Third, “If the response reveals that there was no misconduct, or that the misconduct was a minor isolated instance, ODC will dismiss the complaint and you will receive a letter of the reason(s) for dismissal. The letter will explain how you can request review if you so choose.” The ODC attorney relies on the response to reveal misconduct or not, but the term and syntax are not reassuring that he scrupulously analyzes and evaluates the lawyer’s response with all available information. A complainant’s reply is one important and possibly indispensable means for ODC lawyers to ascertain the truth or falsity of his response.

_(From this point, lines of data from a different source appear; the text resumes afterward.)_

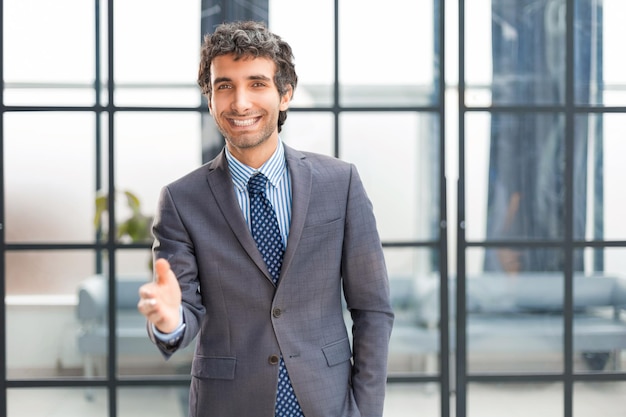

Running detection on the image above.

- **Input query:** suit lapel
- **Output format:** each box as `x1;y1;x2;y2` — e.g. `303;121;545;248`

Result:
281;145;312;280
206;150;275;284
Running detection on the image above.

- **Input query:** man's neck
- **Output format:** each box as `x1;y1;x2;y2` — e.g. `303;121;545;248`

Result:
227;136;279;169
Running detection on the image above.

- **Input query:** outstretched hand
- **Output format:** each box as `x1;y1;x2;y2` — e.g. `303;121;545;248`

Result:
138;258;182;334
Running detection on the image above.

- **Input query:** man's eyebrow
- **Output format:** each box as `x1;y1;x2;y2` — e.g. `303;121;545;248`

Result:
248;74;272;81
212;74;272;84
212;76;232;85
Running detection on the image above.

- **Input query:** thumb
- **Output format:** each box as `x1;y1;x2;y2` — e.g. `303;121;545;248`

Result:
154;258;175;286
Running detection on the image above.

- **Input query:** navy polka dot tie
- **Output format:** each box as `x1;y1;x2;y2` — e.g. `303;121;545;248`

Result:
247;173;304;417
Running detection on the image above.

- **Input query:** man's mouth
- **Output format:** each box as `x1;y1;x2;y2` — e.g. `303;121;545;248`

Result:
229;117;259;127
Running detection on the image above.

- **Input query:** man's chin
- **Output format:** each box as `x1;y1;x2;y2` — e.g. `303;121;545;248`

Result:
225;135;267;150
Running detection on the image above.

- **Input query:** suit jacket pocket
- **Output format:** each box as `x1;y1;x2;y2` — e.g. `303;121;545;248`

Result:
191;356;236;380
322;337;352;367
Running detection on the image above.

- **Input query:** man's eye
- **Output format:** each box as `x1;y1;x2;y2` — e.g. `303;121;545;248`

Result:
217;84;231;90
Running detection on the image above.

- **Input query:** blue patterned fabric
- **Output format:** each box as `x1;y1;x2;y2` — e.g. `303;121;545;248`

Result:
247;173;304;417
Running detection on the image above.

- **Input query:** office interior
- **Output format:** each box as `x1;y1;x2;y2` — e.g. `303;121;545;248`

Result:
1;0;626;416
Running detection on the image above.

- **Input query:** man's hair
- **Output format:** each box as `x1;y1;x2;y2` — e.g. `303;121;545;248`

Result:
198;20;298;132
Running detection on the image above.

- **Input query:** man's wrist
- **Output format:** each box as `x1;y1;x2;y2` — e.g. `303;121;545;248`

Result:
152;305;185;345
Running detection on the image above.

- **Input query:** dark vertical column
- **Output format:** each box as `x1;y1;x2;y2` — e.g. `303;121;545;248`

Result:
0;0;6;415
434;0;450;416
199;0;269;163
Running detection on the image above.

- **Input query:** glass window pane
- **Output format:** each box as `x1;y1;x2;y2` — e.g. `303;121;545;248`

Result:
575;114;626;241
339;0;437;107
6;251;96;379
5;112;96;243
463;0;492;106
466;248;564;373
384;383;440;416
574;381;626;417
282;112;334;156
468;382;563;417
574;0;603;105
118;387;188;417
114;0;201;107
580;0;626;106
466;113;566;249
8;388;108;416
269;0;335;107
574;248;626;373
386;247;440;376
3;0;96;106
467;0;566;106
114;112;202;226
340;112;440;242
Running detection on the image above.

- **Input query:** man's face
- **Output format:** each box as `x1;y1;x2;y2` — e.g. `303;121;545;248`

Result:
208;54;291;156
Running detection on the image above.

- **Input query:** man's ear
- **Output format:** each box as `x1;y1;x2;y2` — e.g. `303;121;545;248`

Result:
279;85;293;111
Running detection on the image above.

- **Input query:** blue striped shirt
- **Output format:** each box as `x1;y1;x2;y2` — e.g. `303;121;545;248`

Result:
224;139;292;246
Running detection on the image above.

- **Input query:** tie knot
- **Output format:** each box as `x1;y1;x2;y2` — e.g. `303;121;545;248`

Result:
247;173;268;196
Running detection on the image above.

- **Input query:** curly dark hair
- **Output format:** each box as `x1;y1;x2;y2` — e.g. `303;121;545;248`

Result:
198;21;298;133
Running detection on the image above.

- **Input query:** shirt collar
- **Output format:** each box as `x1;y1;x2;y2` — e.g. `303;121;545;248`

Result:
225;139;287;192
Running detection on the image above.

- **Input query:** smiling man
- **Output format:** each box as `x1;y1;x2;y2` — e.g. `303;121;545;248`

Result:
137;20;394;417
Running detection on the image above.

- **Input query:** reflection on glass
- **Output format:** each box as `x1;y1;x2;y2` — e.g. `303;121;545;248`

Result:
574;114;626;241
466;113;570;250
481;114;565;253
466;0;610;107
118;387;188;417
468;383;563;417
385;248;440;376
574;248;626;373
576;0;626;106
574;0;604;105
8;388;108;416
340;112;440;242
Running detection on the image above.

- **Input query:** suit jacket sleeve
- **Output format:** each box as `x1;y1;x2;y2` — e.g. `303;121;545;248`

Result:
148;185;206;357
341;164;394;417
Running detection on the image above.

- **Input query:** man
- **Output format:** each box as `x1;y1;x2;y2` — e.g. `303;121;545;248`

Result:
138;20;394;417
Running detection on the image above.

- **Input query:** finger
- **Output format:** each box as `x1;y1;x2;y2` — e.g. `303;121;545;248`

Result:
137;297;157;311
138;283;154;299
154;258;173;285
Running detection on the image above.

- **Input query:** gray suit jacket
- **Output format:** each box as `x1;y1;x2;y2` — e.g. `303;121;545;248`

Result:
149;144;394;417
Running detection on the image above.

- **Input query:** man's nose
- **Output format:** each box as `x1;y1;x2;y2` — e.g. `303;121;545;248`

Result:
231;89;252;113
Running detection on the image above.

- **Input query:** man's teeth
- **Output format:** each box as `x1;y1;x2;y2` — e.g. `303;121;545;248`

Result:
232;118;256;126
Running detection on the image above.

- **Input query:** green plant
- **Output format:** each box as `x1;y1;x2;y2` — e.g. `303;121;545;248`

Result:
94;189;153;243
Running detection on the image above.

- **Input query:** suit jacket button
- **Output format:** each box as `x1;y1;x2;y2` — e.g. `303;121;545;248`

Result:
272;308;282;318
269;355;280;365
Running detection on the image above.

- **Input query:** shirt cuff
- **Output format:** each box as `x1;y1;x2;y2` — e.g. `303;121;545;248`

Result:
152;305;185;345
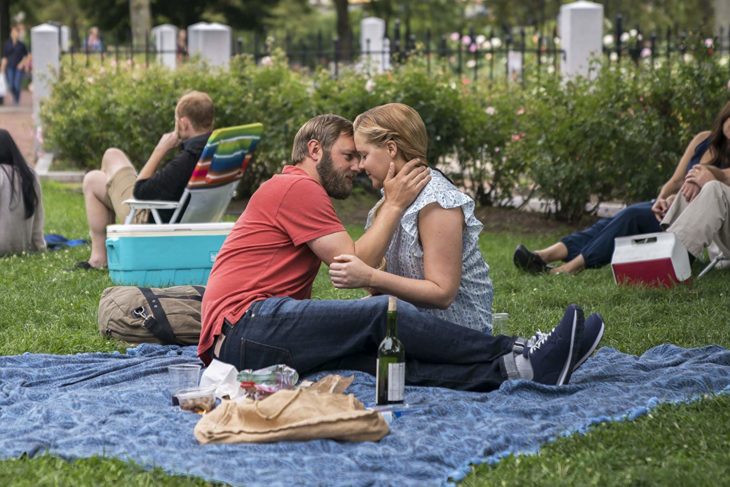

Without stated criteria, no one can be sure that the conduct complained of is “minor” and “isolated.” Once the ODC reaches a decision denying the complaint, the complainant has virtually no chance of overturning it; the Board backs staff. Its procedure can should avoid such issues by involving the complainant before, not after, ODC makes a judgment about the complaint.
The crunch comes when a complaint concerns a lawyer’s honesty. ODC asks the lawyer whether a complaint about lying is true or false. How, short of revelation, does the ODC lawyer ascertain the veracity or falsity of the response? My experience suggests that, with lying a common practice in law enforcement and legal communities, ODC lawyers likely incline to regard most of them as “minor,” whether “isolated” or not.
A third bias is the likely inability of ODC lawyers to address bias-based lawyering in complaints about “race, sex, religion, national origin, ethnicity, disability, age, sexual orientation, gender identity, or marital status.” Even those best intentioned probably cannot identify indicators or address nuances of these biases.
Were I a member of the Disciplinary Board, I would want to revise the “Rules of Professional Conduct” in six ways:
(1) Group “Rules” by separate professional functions—financial arrangements, communications, etc.
(2) Use subgroups of “Rules” to indicate which apply to all lawyers, which to government lawyers, and which to non-government lawyers.
(3) Eliminate the bias which does not detail the professional conduct of government lawyers to the same level of detail as that for non-government lawyers.
(4) Develop rules to address prosecutorial abuses which implicate police, prosecutors, and judges, and thereby undermine the integrity of the legal profession.
(5) Move the current “Article 8: Maintaining the Integrity of the Profession” forward to be Article 1 and revise it to emphasize the current section “16-804. Misconduct” so that it frames the rest of the “Rules” as elaborated guidance to avoid misconduct by lawyers or disservice to their employers or clients.
(6) Eliminate the bias against complainants by revising procedures to give them timely opportunity and the time to address lawyers’ responses to the complaint.
If the Court wants to maintain the integrity of the profession, it has serious work to do.